Franchise Fees used in the FME
The pharmacy has been run under management by Pharmacy Alliance for which it charges a fee. The
pharmacy manager notes “The fee is also including pharmacy alliance partner store fee, meaning
pharmacy alliance is running the store for us. Otherwise, any operator can join pharmacy alliance standard
gold member for $595/ month ($7140/ yr) will be able to get the same discounts level as we currently are.”
For the purposes of the FME on page 11 and 12-13, Armstrong Business Valuations Pty Ltd have
confirmed the Pharmacy Alliance fee structure and used franchise fees at the Gold membership level.
Nursing Homes
The John Mitchell Pharmacy services 29 beds at the Lilliane Brady Village aged care facility. The level of
turnover from this contract has not been provided but is estimated to be relatively minor at around 2.5%
of Total Sales in straight line annualised financial year 2019. There is only one other pharmacy in town
and the next nearest competitor is over 132 kilometres away.
Due to the above factors no adjustment has been made to the capitalisation rate to reflect risk of tenure.
Other SWOT Items
- The pharmacy also has a significant giftware offering and a New Zealand Ice Creamery.
A potential buyer will consider this opportunity in its assessment of the business.

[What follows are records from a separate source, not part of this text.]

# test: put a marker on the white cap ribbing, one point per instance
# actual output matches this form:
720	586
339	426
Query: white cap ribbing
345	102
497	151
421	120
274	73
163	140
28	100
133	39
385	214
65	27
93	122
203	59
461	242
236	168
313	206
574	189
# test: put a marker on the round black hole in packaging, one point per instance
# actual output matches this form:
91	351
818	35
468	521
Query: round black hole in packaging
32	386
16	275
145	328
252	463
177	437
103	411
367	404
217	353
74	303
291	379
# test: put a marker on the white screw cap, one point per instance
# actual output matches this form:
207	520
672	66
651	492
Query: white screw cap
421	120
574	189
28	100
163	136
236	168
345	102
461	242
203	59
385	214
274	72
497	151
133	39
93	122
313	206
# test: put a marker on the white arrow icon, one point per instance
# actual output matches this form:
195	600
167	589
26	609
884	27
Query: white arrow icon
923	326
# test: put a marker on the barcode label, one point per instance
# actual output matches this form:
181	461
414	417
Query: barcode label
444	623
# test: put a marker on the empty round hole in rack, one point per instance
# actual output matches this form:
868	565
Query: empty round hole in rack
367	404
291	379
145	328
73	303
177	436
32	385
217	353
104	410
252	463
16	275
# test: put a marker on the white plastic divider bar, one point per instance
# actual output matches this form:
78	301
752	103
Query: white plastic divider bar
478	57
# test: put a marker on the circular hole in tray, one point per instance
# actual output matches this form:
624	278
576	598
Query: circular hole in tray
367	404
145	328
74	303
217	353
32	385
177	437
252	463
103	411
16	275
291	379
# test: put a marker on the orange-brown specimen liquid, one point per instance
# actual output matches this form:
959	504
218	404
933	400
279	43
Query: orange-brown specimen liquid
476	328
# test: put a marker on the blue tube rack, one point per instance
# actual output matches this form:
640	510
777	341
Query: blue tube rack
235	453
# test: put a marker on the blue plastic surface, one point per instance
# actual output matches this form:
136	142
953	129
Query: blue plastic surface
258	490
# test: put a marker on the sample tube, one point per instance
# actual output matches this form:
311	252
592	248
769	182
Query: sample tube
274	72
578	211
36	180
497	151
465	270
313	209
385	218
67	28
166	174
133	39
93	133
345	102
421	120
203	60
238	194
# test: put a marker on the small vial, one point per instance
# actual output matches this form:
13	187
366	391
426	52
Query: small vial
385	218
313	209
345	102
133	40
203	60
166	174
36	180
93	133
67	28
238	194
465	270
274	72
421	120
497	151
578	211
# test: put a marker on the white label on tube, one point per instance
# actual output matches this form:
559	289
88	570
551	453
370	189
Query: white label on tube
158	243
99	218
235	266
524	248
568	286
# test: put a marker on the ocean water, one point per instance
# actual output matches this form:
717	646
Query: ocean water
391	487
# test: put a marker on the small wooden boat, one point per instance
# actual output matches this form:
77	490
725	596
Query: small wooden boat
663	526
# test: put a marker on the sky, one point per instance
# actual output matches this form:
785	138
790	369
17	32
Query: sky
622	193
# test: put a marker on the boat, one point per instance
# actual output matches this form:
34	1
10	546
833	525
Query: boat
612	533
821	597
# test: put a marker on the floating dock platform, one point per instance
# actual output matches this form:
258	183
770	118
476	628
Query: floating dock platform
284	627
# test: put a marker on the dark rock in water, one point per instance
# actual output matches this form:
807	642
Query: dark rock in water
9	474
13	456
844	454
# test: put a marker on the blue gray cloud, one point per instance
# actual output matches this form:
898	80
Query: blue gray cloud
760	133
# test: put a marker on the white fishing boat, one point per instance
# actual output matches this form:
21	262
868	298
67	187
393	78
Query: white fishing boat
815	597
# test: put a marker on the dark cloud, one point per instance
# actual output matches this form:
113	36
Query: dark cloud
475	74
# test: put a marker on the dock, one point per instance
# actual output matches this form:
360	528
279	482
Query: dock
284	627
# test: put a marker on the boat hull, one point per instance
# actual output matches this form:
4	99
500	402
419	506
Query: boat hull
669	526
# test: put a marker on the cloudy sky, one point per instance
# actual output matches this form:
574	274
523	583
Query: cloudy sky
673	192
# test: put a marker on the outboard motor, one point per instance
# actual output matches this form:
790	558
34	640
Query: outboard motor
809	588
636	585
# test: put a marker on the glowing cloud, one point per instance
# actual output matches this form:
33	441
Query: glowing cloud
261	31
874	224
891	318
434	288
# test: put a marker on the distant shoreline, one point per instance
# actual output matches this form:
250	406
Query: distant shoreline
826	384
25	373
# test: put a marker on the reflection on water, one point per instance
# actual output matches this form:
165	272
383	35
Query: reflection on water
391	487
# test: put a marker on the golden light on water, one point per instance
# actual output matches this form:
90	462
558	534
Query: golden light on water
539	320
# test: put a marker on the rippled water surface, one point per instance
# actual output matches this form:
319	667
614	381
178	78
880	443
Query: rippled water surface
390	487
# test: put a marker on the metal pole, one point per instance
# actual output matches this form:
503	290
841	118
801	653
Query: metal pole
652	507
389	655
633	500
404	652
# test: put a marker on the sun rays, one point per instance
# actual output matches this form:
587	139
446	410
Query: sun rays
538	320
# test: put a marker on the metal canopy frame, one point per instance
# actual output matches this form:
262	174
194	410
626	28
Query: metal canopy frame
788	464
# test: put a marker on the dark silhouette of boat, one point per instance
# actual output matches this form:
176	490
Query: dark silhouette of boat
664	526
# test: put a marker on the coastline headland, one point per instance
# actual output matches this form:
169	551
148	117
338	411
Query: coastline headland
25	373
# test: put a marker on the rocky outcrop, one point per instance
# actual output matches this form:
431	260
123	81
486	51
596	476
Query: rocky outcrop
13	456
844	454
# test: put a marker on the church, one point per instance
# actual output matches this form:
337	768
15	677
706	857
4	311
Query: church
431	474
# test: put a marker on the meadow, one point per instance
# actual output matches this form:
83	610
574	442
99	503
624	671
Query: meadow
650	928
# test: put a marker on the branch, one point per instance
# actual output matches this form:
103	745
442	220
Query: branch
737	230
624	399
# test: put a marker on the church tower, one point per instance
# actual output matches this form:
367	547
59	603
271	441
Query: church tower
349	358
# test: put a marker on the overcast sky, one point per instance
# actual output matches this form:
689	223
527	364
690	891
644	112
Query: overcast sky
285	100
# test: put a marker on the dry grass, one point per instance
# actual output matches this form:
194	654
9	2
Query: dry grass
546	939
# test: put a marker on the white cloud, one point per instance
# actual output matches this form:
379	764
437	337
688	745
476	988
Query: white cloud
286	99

It is also noted the
pharmacy has been run under management. - Accordingly, a Fair Wage Assessment has been used to determine the level of wages an “Average
Competent Operator” would require to operate the John Mitchell Pharmacy at arm’s length and which is
consistent with the size, type and location of the business. No Balance Sheet for the business was provided. A notional estimate of the value of Plant,
Fixtures and Fittings, based on industry experience, has been used for the purposes of the
Goodwill split on page 2 and 14.
- We have been notified that generic substitution is 81% which is in line with industry averages
which are just over 80%. There may be some opportunity to grow gross margin from this area.